Now, I am not a picky person when it comes to drinks. I will gladly drink pints of Tiger for 15 yuan (for those of you back home that is about $2.45) all night, but when someone tells me it is ladies night and cocktails are free for two hours you better believe I am going to cat fight to be first in line. Don’t judge me, I just really like whiskey and cokes. Oh remember that group of viking esc men I briefly, and not creepily, mentioned? Well, they sang me happy birthday in Swedish (at least I think it was Swedish). I’m not entirely certain of what language it was, but it was manly and way more fun than our annoying happy birthday song.
Oh it was your birthday, you say!? Well, not exactly. But when there are 10 hunky men giving out birthday songs, you don’t really pass that up. Although, I think I reverted to giggly school girl status when they said my name in the song, and that I’m not entirely proud of.
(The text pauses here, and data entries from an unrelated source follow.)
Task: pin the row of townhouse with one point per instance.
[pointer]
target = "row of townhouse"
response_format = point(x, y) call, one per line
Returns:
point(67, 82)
Around 11:30 we left the bar and went to a club down the street. It is probably at this point that I should tell you that I planned on being home by 11:30 at the latest. Whoops. Guess I wasn’t making that 10 pm ‘curfew’ either. It has actually been awhile since I have been to a proper ‘disco’ and I forgot how repetitive house music can be. That being said, when you are dancing to it you don’t really seem to notice. What causes this weird phenomenon? A mix of alcohol and hormones? Mind control? Future research is needed, but my money is on mind control.
After an uncertain amount of time (the first thing to go in discos is your perception of time), and after deploying the proper avoidance maneuvers for those individuals whom I did not wish to dance with (I may have not been to a club in a while, but I remember how to execute an expert dodge), I decided I should probably pack it in for the night. So about that ‘curfew’… not that it is an actual curfew, but the guards at the front gate go to sleep around midnight, so anytime after that you have to wake them up to let you in. By the time I climbed out of the taxi at the front gate of the school it was well past their bedtimes. After knocking awkwardly a few times on the window, no one came to let little old me in. So my options were continue to stand and knock until someone woke up… or hop the fence.
I have no further comment on the manner of my entrance onto campus.
So it may not have been the most exciting night that I have ever had out, but I learned a few things and had a lot of fun. I learned that I should probably do a dry run of the bus systems before I plan on actually taking them somewhere. You never know when Google Maps will tell you to go to a certain bus station and it will just be GONE! No, i’m not bitter about that at all. I learned that the Vineyard bar has an awesome ladies night. I learned how many whiskey and cokes I can drink in two hours (17) (Just kidding Pop). I met a lot of awesome people on my night out as well. Other English teachers, other people my age, other people from Ohio, other people just like me! It gives me some reassurance that around the holidays, when I inevitably get a little lonely and probably homesick, that I will have other people here feeling the same thing. Not that I want other people to be lonely and slightly miserable, but just that if we all have to be a little lonely and a little miserable we might as well do it together! It will all be part of the experience, all part of the adventure!